Sample SAML data (abbreviated):

<samlp:Response xmlns:samlp="urn:oasis:names:tc:SAML:2.0:protocol">
  <Assertion xmlns="urn:oasis:names:tc:SAML:2.0:assertion">
    <AttributeStatement>
      <Attribute Name="https://deepsecurity.trendmicro.com/SAML/Attributes/SessionDuration">
        <AttributeValue>28800</AttributeValue>
      </Attribute>
    </AttributeStatement>
  </Assertion>
</samlp:Response>

Preferred language (optional)

If the claim has a SAML assertion that contains an Attribute element with the Name attribute of https://deepsecurity.trendmicro.com/SAML/attributes/PreferredLanguage and a string-valued AttributeValue element that is equal to one of the supported languages, Deep Security as a Service will use the value to set the user's preferred language.
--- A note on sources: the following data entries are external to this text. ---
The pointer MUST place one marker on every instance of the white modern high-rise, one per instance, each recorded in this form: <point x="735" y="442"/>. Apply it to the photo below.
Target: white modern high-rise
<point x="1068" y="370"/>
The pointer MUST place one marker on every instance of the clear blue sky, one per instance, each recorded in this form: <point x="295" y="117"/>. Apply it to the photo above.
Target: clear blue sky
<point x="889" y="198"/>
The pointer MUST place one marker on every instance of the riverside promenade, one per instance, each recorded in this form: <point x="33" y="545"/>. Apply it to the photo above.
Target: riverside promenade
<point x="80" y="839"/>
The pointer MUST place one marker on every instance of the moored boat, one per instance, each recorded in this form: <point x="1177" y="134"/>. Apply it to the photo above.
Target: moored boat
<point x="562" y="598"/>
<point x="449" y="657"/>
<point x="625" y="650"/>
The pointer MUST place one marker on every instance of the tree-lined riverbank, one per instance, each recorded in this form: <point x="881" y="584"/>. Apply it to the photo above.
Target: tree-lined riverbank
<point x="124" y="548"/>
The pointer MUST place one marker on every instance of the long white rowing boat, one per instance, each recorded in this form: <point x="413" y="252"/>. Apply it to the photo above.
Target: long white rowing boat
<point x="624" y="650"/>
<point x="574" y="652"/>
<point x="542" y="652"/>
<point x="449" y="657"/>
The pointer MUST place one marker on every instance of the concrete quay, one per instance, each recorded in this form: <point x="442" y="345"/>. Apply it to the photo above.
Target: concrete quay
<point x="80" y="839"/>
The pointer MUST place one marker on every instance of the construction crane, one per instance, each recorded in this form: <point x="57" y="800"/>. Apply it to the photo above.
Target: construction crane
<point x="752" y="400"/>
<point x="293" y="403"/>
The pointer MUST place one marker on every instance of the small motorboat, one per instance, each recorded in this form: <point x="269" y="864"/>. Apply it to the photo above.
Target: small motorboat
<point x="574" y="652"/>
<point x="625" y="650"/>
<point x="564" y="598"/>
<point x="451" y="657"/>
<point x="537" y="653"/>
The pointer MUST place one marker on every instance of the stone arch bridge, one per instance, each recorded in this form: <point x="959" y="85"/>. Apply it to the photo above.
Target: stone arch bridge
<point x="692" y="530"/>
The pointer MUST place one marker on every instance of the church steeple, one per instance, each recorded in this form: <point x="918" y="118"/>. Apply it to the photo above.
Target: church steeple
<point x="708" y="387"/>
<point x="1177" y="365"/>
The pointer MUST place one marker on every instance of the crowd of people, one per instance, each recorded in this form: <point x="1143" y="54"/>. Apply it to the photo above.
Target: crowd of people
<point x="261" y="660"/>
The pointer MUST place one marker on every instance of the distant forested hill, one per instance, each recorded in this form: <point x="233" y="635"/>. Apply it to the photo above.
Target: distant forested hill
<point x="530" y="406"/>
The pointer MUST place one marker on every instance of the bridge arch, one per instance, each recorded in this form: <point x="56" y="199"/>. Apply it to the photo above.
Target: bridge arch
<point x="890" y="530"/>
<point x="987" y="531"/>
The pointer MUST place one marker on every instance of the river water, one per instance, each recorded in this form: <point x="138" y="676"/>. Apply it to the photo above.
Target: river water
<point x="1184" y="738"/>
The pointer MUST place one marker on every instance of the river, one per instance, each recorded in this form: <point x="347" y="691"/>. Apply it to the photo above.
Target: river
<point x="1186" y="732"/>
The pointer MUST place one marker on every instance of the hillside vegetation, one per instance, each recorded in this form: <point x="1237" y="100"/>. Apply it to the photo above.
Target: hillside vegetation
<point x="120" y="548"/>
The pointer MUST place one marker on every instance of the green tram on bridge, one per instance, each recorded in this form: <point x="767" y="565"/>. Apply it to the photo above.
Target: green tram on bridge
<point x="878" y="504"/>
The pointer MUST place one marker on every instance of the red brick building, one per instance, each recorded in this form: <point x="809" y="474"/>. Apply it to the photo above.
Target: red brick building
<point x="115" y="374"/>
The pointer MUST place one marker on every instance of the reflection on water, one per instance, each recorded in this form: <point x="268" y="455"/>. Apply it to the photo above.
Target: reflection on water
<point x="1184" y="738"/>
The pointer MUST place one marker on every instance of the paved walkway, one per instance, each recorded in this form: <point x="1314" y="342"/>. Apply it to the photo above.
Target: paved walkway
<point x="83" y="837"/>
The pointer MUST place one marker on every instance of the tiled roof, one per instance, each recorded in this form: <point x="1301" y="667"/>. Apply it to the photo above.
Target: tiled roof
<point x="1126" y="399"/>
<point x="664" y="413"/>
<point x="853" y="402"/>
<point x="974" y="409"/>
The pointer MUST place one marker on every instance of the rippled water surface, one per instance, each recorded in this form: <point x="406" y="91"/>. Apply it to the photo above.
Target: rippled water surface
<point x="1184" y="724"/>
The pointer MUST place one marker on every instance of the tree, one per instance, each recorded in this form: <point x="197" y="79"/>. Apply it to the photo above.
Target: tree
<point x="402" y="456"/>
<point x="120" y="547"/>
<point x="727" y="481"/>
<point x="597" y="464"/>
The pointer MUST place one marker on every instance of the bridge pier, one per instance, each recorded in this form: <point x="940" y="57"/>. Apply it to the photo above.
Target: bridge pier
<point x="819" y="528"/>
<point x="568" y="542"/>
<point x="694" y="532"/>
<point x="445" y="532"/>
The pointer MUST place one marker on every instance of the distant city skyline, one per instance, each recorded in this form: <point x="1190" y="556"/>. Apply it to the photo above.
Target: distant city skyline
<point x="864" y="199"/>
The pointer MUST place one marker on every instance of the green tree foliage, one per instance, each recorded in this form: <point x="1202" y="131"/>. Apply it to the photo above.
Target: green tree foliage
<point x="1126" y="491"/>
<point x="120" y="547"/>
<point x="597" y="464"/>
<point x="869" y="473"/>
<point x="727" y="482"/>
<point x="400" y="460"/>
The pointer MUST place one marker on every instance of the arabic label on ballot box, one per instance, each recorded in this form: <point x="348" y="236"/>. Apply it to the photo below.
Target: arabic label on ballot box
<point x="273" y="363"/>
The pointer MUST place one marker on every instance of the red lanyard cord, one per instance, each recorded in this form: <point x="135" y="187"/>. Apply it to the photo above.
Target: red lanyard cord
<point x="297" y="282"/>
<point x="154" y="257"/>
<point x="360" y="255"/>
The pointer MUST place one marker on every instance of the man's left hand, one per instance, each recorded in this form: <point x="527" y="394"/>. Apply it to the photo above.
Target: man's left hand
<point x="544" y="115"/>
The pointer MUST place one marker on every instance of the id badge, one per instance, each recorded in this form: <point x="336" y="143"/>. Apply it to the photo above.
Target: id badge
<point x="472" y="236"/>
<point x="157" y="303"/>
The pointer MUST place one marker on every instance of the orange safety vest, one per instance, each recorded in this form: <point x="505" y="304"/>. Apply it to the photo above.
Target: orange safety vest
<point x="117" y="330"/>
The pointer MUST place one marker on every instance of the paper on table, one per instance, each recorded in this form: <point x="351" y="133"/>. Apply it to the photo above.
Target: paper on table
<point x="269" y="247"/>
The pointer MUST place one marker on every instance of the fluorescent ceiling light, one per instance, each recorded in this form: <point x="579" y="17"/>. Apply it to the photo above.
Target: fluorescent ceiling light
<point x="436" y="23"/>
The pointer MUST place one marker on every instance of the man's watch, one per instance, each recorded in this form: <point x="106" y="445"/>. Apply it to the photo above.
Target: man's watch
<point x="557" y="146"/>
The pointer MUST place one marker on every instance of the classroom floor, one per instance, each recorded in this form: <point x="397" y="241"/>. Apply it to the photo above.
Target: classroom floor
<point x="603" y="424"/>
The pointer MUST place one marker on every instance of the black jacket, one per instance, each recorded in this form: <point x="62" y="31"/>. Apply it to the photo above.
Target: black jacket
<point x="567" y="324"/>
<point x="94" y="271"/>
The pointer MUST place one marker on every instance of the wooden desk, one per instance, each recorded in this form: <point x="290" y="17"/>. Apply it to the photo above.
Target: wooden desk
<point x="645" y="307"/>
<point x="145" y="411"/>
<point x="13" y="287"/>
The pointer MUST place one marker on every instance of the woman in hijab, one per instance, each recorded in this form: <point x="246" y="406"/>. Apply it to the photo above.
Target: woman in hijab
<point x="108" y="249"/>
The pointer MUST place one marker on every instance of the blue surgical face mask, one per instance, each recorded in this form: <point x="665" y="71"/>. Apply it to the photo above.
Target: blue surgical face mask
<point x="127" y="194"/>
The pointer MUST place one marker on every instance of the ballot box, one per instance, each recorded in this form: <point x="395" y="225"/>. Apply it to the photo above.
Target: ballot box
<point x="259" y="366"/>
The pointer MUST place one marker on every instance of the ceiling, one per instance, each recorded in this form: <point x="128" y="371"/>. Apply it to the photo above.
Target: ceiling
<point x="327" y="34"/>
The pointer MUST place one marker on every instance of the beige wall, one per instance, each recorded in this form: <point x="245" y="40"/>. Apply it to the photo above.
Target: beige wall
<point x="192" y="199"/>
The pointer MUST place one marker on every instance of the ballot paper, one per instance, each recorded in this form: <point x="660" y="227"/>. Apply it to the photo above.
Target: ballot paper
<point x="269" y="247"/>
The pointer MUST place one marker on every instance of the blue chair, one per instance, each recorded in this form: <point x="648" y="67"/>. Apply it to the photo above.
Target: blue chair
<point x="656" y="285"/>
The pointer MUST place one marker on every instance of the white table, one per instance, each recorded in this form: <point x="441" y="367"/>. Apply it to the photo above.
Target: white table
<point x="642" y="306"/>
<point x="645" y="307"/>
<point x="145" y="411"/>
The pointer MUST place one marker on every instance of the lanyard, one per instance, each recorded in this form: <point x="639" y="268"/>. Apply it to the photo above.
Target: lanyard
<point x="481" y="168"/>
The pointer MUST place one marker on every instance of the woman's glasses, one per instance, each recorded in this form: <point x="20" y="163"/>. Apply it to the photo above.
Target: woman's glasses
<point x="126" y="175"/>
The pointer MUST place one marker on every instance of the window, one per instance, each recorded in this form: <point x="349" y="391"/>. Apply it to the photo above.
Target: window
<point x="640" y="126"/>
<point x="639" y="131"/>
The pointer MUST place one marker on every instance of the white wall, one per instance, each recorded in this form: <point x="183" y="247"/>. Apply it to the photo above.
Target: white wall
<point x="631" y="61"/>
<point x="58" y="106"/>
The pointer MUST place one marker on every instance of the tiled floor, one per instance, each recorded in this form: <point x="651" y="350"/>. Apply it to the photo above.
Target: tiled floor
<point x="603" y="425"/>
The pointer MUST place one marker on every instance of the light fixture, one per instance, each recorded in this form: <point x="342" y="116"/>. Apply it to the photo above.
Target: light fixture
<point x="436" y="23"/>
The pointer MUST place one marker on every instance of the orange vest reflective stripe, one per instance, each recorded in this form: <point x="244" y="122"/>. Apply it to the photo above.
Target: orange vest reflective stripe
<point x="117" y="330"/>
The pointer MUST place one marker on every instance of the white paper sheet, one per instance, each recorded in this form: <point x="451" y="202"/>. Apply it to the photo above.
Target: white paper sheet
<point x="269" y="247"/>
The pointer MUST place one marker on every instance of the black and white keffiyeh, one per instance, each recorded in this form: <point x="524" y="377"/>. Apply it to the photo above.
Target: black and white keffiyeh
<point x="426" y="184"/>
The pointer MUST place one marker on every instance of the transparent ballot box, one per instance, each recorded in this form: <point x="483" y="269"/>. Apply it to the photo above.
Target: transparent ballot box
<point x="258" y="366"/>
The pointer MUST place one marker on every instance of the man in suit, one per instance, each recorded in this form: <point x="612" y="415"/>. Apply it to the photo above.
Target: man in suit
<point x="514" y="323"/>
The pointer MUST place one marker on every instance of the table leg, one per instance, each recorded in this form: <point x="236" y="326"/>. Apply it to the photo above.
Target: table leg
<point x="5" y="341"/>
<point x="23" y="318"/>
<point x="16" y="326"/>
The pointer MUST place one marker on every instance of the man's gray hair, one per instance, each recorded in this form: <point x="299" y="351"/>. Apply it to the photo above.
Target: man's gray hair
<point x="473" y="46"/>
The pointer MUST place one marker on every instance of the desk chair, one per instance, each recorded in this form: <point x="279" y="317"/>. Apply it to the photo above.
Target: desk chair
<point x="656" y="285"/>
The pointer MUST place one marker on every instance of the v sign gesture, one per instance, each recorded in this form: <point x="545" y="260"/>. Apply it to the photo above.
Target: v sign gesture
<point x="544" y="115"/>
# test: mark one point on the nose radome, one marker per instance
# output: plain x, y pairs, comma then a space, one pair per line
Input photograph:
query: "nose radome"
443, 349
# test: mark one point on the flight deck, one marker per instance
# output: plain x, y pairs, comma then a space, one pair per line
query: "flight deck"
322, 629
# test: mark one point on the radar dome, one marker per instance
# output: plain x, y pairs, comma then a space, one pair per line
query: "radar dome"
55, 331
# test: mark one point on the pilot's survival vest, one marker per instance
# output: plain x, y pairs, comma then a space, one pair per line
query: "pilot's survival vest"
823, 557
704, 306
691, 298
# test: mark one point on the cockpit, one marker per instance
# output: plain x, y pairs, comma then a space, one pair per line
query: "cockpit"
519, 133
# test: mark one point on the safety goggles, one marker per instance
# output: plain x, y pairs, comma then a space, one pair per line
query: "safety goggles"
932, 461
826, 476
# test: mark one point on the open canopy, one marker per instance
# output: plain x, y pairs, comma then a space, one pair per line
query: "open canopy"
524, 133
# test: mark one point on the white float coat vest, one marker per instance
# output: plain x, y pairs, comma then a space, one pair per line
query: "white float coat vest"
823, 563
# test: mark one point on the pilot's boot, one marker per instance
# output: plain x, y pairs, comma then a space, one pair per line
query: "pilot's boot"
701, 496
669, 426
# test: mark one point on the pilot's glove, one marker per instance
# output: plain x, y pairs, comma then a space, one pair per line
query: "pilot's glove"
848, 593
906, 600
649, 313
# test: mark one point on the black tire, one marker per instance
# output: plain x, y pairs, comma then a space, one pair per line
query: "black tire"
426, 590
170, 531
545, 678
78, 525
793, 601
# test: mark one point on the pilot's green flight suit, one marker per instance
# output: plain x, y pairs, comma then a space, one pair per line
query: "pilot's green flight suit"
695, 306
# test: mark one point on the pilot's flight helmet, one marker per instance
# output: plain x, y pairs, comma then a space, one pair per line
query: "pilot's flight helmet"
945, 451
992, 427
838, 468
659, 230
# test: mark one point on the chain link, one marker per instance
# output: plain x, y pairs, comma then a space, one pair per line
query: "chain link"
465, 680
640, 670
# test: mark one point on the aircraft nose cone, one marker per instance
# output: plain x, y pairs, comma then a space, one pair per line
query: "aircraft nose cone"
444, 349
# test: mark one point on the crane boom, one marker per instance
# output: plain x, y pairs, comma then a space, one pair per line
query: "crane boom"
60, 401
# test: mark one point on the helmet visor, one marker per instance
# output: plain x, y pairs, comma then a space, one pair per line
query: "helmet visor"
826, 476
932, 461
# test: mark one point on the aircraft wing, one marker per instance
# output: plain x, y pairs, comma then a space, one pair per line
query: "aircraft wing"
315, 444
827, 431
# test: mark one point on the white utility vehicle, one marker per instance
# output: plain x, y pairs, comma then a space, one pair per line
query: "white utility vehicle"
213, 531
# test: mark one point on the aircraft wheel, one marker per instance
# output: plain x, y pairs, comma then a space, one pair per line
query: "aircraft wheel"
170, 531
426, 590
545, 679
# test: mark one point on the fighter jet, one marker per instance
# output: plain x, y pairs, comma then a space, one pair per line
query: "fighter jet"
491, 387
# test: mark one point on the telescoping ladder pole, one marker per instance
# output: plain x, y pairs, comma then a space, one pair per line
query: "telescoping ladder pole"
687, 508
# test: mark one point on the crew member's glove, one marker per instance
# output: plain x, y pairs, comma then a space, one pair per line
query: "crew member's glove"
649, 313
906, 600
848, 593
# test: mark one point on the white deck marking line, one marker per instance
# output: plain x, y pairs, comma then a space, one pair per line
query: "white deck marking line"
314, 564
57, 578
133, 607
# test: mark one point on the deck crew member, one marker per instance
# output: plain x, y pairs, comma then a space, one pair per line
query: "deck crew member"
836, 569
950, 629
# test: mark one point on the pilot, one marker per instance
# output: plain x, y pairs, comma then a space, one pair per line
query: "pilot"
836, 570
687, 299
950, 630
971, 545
The following languages are supported:

  • en-US (US English)
  • ja-JP (Japanese)

Sample SAML data (abbreviated):

<samlp:Response xmlns:samlp="urn:oasis:names:tc:SAML:2.0:protocol">
  <Assertion xmlns="urn:oasis:names:tc:SAML:2.0:assertion">
    <AttributeStatement>
      <Attribute Name="https://deepsecurity.trendmicro.com/SAML/Attributes/PreferredLanguage">
        <AttributeValue>en-US</AttributeValue>
      </Attribute>
    </AttributeStatement>
  </Assertion>
</samlp:Response>

Test SAML single sign-on

Navigate to the single sign-on login page on the identity provider server, and log in to Deep Security as a Service from there. You should be redirected to the Deep Security as a Service console.

If SAML single sign-on is not functioning, follow the steps below to review the setup:

  1. Review the Configure pre-set up requirements section.
  2. Ensure that the user is in the correct directory group.
  3. Ensure that the identity provider and role URNs are properly configured in the identity provider federation service.

Service and identity provider settings

You can set how far in advance Deep Security as a Service will alert you to the expiry date of the server and identity provider certificates, as well as how much time must pass before inactive user accounts added through SAML single sign-on are automatically deleted.

To change these settings, go to Administration > System Settings > Security > Identity Providers.